If you’re able to make one, then a video can also be a massive help in securing a review for your game. There’s no need for anything too amazing or flashy, but a 30-60 second video on YouTube can really assist them to see what your app is about and if it’s worth reviewing.

Remember to flash up some key features on the screen to guide the viewer as to the app’s unique selling points.

Tip 5: Be helpful towards the app reviewer

Remember, it’s up to you to give the journalist what they need to get them nearer to the point of reviewing your app.

If you have an iOS app, then you may also choose to give them a promo code with the message so they can just get the app and try it.

It’s also important to remember…

You might want to limit allocating promo codes to the top 20 reviewers as you will have a limited amount that you can use.

Tip 6: Make sure that your game is really great  

Quality is the #1 thing we tell people all the time above anything else.

High-quality apps shine through and do more than anything else.

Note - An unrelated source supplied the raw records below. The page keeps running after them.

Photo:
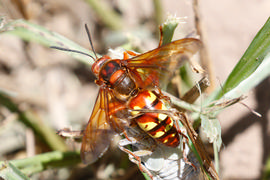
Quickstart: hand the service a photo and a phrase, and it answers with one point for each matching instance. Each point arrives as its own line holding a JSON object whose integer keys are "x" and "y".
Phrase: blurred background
{"x": 60, "y": 91}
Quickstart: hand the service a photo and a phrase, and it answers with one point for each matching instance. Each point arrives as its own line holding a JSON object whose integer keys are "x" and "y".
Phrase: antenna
{"x": 90, "y": 39}
{"x": 71, "y": 50}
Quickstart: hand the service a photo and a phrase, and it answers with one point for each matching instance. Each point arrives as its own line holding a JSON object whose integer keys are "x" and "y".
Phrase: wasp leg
{"x": 137, "y": 160}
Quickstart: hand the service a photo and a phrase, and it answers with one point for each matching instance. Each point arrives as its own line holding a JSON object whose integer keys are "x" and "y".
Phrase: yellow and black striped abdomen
{"x": 159, "y": 126}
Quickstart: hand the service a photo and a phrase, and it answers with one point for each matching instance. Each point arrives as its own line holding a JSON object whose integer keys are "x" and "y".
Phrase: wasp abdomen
{"x": 159, "y": 126}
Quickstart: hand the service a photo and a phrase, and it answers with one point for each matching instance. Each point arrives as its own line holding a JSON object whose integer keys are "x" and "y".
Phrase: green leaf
{"x": 10, "y": 172}
{"x": 34, "y": 33}
{"x": 249, "y": 62}
{"x": 212, "y": 129}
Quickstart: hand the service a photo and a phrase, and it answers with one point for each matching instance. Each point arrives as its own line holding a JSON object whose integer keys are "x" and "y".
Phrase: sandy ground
{"x": 66, "y": 98}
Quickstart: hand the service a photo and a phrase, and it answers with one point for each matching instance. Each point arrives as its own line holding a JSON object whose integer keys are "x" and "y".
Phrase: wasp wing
{"x": 155, "y": 68}
{"x": 98, "y": 133}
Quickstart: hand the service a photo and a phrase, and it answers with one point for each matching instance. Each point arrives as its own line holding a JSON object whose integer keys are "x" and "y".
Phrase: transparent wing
{"x": 98, "y": 133}
{"x": 155, "y": 68}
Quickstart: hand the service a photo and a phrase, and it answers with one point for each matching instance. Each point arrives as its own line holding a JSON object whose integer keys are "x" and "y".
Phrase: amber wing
{"x": 98, "y": 133}
{"x": 155, "y": 68}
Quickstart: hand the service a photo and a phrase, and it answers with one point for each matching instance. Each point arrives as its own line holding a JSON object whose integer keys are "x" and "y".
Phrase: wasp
{"x": 130, "y": 97}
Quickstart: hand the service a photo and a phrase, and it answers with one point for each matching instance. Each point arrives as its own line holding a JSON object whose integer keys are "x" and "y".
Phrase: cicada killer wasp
{"x": 130, "y": 97}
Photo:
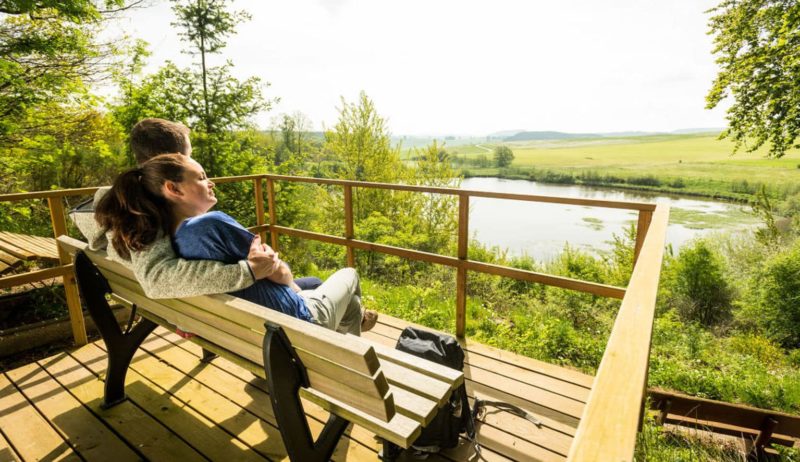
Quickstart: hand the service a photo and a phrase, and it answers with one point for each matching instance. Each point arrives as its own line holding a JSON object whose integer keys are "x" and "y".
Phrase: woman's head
{"x": 152, "y": 199}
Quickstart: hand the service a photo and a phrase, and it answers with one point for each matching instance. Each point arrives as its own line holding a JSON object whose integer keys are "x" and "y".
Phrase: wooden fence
{"x": 607, "y": 430}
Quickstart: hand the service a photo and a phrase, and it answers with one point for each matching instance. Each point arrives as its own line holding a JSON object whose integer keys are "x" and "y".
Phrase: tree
{"x": 503, "y": 156}
{"x": 223, "y": 103}
{"x": 757, "y": 43}
{"x": 48, "y": 53}
{"x": 294, "y": 130}
{"x": 438, "y": 213}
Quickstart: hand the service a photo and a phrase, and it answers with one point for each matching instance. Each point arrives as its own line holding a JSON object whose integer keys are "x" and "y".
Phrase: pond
{"x": 542, "y": 230}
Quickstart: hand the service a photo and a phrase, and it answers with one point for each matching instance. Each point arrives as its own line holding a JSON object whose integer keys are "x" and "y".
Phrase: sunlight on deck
{"x": 181, "y": 409}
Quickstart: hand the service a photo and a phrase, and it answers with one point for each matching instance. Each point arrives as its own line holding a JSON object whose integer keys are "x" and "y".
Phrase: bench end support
{"x": 285, "y": 375}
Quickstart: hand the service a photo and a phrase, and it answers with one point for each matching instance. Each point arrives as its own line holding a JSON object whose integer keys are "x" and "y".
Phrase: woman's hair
{"x": 135, "y": 210}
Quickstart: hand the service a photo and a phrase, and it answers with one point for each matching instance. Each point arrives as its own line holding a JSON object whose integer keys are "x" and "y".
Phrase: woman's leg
{"x": 336, "y": 304}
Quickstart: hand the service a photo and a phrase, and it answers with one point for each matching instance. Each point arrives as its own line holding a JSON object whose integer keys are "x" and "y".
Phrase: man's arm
{"x": 283, "y": 275}
{"x": 163, "y": 274}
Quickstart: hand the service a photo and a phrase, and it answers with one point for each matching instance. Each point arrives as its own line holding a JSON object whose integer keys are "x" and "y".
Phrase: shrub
{"x": 701, "y": 292}
{"x": 648, "y": 180}
{"x": 777, "y": 297}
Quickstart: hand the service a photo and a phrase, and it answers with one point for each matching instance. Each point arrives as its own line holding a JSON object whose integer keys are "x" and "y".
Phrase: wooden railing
{"x": 607, "y": 430}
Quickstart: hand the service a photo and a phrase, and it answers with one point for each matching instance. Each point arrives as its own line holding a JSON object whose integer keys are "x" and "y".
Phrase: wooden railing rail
{"x": 460, "y": 261}
{"x": 608, "y": 426}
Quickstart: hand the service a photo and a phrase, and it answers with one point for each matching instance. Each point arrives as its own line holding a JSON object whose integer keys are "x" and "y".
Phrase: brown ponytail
{"x": 135, "y": 210}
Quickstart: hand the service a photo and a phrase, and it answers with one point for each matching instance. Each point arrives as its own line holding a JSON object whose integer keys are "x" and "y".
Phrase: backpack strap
{"x": 480, "y": 404}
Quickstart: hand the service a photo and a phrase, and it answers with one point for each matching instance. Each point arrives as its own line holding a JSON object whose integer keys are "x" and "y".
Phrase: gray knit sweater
{"x": 161, "y": 273}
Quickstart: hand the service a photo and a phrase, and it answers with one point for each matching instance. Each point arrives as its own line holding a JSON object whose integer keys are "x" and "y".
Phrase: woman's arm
{"x": 283, "y": 275}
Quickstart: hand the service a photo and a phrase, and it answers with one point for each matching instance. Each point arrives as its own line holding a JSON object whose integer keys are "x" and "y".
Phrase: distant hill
{"x": 528, "y": 136}
{"x": 688, "y": 131}
{"x": 505, "y": 133}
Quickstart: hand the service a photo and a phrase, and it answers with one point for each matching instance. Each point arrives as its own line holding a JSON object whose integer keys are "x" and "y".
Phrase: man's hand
{"x": 262, "y": 259}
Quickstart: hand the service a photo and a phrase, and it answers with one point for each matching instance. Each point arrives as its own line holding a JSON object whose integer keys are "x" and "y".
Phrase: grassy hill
{"x": 693, "y": 163}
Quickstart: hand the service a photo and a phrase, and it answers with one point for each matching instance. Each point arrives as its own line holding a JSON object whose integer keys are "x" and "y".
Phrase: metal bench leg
{"x": 285, "y": 375}
{"x": 121, "y": 346}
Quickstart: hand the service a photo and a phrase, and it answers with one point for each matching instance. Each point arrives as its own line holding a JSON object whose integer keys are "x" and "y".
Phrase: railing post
{"x": 461, "y": 272}
{"x": 273, "y": 218}
{"x": 645, "y": 216}
{"x": 348, "y": 223}
{"x": 59, "y": 222}
{"x": 258, "y": 191}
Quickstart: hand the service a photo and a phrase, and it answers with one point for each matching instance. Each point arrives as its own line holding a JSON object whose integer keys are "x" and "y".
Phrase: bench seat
{"x": 388, "y": 392}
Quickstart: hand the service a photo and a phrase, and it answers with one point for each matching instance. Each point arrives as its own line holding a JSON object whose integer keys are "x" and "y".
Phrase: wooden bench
{"x": 390, "y": 393}
{"x": 756, "y": 428}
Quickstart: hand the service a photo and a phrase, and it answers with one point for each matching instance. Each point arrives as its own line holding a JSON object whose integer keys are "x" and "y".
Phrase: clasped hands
{"x": 263, "y": 260}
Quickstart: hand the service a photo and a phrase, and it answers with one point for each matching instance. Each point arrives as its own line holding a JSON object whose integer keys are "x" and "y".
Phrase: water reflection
{"x": 541, "y": 230}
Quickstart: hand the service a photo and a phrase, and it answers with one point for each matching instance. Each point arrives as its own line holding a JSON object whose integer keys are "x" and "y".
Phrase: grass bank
{"x": 695, "y": 165}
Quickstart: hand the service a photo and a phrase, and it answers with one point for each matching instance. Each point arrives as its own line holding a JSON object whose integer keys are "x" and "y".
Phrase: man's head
{"x": 152, "y": 137}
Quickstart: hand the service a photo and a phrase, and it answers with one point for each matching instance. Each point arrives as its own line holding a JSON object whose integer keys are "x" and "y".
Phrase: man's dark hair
{"x": 152, "y": 137}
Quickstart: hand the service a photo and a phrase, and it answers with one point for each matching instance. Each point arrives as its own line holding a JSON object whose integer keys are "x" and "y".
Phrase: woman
{"x": 171, "y": 194}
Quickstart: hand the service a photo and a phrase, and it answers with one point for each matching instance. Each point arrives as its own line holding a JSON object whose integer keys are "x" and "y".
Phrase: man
{"x": 161, "y": 273}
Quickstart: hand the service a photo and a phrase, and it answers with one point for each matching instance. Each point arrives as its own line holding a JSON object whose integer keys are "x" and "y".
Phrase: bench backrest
{"x": 388, "y": 392}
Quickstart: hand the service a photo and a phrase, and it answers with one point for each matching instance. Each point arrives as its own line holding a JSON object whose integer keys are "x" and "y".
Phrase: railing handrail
{"x": 607, "y": 429}
{"x": 626, "y": 205}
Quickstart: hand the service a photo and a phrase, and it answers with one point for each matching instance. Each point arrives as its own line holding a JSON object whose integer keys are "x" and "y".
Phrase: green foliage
{"x": 206, "y": 23}
{"x": 361, "y": 144}
{"x": 656, "y": 443}
{"x": 503, "y": 156}
{"x": 688, "y": 358}
{"x": 49, "y": 51}
{"x": 701, "y": 292}
{"x": 774, "y": 302}
{"x": 756, "y": 42}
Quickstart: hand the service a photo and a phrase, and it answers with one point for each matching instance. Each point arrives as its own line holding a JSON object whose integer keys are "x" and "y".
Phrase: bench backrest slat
{"x": 436, "y": 371}
{"x": 370, "y": 384}
{"x": 386, "y": 391}
{"x": 372, "y": 395}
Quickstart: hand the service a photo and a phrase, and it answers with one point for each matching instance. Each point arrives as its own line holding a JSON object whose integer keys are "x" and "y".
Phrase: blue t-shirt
{"x": 217, "y": 236}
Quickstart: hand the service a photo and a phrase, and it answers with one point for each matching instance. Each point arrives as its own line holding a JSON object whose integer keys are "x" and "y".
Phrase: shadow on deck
{"x": 180, "y": 409}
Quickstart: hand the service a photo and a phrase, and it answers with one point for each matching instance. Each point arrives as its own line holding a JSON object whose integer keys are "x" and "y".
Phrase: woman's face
{"x": 197, "y": 190}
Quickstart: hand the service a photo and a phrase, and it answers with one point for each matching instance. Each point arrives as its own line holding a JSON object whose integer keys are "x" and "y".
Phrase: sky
{"x": 463, "y": 67}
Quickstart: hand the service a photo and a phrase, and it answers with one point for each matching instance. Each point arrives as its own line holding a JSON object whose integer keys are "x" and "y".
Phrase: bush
{"x": 648, "y": 180}
{"x": 702, "y": 294}
{"x": 777, "y": 297}
{"x": 503, "y": 156}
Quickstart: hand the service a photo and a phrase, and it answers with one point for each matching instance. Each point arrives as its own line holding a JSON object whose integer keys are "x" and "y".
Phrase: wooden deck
{"x": 180, "y": 409}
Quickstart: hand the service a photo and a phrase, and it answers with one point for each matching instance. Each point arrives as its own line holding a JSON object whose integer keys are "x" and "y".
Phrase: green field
{"x": 699, "y": 164}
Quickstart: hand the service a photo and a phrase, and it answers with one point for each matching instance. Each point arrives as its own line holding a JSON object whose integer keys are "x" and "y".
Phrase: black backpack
{"x": 455, "y": 417}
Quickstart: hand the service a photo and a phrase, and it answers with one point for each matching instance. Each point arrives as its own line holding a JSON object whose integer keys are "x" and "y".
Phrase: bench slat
{"x": 373, "y": 385}
{"x": 381, "y": 407}
{"x": 233, "y": 328}
{"x": 401, "y": 430}
{"x": 419, "y": 383}
{"x": 347, "y": 350}
{"x": 437, "y": 371}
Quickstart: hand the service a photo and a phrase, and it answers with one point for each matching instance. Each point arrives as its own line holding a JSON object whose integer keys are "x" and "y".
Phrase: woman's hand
{"x": 262, "y": 259}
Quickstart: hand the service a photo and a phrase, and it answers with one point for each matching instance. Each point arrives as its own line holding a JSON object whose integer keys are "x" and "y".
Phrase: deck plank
{"x": 7, "y": 453}
{"x": 29, "y": 246}
{"x": 31, "y": 435}
{"x": 167, "y": 395}
{"x": 501, "y": 356}
{"x": 85, "y": 433}
{"x": 128, "y": 420}
{"x": 176, "y": 402}
{"x": 243, "y": 389}
{"x": 550, "y": 442}
{"x": 356, "y": 439}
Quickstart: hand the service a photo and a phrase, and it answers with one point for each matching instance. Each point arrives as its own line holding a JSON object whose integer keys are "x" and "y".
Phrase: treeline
{"x": 57, "y": 132}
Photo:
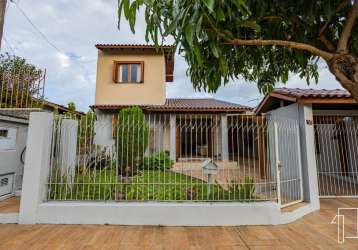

Your app has to look great, work well and do something well or genuinely new.

If you’ve not sought independent feedback on your app before launching it, then we recommend that you do because sometimes you’re just far too close to it to see the wood for the trees.

Tip 7: You need to be patient to secure a review of your game 

Journalists don’t like to be bugged, badgered or chased. If you send a mail and don’t hear back then leave it.

Above all else…

The media hate to receive multiple emails regarding your app. Journalists either want to know more/review your app or will simply not saying anything. They don’t have time to issue polite apologies and rejections.

So there you have it. There’s no secret sauce to succeeding with the media when it comes to getting your game reviewed.

As long as you have something that is genuinely unique that you can explain clearly and sensibly to the journalist, accompanied by some great visuals, then you should give yourself the best possible chance of getting your mobile game reviewed. Whether you get a good review or score after that is an entirely different matter.